Whose Information Is It?

Information belongs to the government of the People’s Republic of China, apparently.  Especially when it’s investment information, information that might facilitate the prosperity of individual citizens and their businesses, information that might lessen their dependence on and control by, that government.

A Chinese quasi-regulator told the country’s top raters of investment funds to stop publicizing the sizes of money-market mutual funds, in what is being seen as another attempt by Beijing to slow the industry’s rapid pace of asset accumulation.

Because an informed investor can make his own decisions instead of the decisions Government wants him to make.

A copy of an internal directive reviewed by The Wall Street Journal told firms that rate and rank investment funds to avoid publishing the asset sizes for money-market funds, which could have the effect of drawing more investors to the largest funds.

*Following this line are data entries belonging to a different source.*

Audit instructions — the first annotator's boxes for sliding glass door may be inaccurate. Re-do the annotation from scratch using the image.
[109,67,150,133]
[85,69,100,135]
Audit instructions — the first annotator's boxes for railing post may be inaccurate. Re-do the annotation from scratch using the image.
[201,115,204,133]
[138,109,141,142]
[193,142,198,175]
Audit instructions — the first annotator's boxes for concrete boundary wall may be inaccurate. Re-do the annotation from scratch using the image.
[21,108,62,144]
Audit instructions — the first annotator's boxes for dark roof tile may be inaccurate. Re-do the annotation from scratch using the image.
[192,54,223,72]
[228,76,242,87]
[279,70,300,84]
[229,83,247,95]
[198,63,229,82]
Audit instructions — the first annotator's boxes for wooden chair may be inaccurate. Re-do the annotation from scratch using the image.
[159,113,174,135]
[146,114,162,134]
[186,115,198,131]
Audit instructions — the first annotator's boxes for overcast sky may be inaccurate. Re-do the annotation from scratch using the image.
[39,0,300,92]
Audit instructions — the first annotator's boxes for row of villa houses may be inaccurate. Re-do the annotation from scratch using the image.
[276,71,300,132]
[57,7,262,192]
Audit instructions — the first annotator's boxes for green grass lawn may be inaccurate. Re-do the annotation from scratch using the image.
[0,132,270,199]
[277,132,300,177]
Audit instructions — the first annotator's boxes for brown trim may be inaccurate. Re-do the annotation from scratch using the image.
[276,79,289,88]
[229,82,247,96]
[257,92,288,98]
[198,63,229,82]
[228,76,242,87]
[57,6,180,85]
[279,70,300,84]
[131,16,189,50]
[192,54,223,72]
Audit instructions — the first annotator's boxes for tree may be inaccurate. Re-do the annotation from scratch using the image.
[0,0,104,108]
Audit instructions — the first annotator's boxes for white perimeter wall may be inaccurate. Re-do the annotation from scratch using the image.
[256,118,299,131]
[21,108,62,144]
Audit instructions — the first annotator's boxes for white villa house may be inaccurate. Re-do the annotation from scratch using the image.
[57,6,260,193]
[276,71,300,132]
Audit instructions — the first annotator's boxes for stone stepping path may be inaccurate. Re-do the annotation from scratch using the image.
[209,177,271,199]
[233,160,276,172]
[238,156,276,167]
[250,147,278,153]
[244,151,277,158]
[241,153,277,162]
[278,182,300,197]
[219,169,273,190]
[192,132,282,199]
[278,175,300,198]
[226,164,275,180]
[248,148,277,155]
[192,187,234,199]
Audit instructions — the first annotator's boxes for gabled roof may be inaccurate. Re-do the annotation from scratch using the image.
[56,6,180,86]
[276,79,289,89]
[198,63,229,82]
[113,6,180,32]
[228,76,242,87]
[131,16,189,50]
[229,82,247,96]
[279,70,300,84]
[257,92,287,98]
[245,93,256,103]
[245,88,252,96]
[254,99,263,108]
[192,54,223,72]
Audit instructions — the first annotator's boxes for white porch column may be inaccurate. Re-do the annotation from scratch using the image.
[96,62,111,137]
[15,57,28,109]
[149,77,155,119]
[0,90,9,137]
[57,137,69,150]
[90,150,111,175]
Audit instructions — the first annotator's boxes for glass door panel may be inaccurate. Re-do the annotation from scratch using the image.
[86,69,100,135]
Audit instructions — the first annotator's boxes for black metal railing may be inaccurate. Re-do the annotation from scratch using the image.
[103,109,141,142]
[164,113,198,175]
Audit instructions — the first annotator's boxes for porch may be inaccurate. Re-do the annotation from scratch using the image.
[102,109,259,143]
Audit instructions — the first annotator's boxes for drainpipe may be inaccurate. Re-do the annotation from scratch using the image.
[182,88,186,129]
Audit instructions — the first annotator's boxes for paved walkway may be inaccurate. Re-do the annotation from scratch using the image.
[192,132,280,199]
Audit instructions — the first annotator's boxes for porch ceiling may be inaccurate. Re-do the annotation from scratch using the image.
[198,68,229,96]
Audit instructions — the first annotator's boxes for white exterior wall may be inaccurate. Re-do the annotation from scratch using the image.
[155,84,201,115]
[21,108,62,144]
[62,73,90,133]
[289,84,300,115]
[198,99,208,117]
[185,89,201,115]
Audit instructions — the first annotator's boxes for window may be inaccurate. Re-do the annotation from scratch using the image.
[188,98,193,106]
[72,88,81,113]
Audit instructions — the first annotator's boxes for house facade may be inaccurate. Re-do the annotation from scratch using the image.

Which would (in a free market) have the knock-on effect of competition raising rates paid investors in those not-largest funds, which would benefit the investors.  And the further knock-on effects of drawing yet more money into the funds and of adding liquidity to these short-term instruments which would facilitate the short-term borrowing (useful for inventory control, meeting payroll, etc) of businesses.  Which would have the further knock-on effect of spurring the private economy and not the Communist Party of China’s controlled economy.

Gotta keep the peasants down on the farm.  The cities are collecting too many of them, anyway.

Unless it’s proprietary or a matter of national secrets, information isn’t controlled by Government beyond a couple of laws protecting intellectual property and those secrets.  In free nations, anyway.

A Rival Power

President Donald Trump, in his national strategy speech, labeled the People’s Republic of China as a rival power and as a revisionist power.  Which they are, regardless of how heinously politically incorrect the truth is.  After all, this is the nation that only pays public lip service to sanctions levied against northern Korea over the latter’s drive to develop deliverable nuclear weapons.  The PRC wants northern Korea as a stick in our eye and as a wedge with which to drive us apart from our Pacific allies and out of the western Pacific altogether.

This is the PRC that has seized the South China Sea, including waters and islands that belong to the Philippines, Vietnam, the Republic of China, Borneo, and nearly all the other nations rimming that Sea, and that is engaged in a military buildup there.  This is the PRC that has routinely threatened Japan and its islands in the East China Sea.  This is the PRC that economically threatened the Republic of Korea over its acceptance of American defensive missile systems against the threat from northern Korea.

This is the PRC that engages in hacking into our government’s computer systems and that engages in intellectual property theft—by fiat as a condition of doing business inside the PRC and via corporate espionage—in order to harm our national security at least as much as for its own economic gain.

And there’s this from bit of disingenuosity by Chinese Foreign Ministry spokeswoman Hua Chunying:

China will never seek development at the price of sacrificing other countries’ interests[.]

Right.  See above.  Here’s Shen Dingli, Professor of International Studies at Shanghai’s Fudan University:

The US isn’t wrong in perceiving Chinese competition for its place at the center stage of global affairs.

Yep.  And for all of the years of the prior administration, the US has shrunk away from that challenge.  See above for the inevitable result of that timidity.

With the PRC having long since restored Cold War policies against our interests and those of our friends and allies, it’s long since time we responded in a serious manner.  Now we need to follow through on our rhetoric.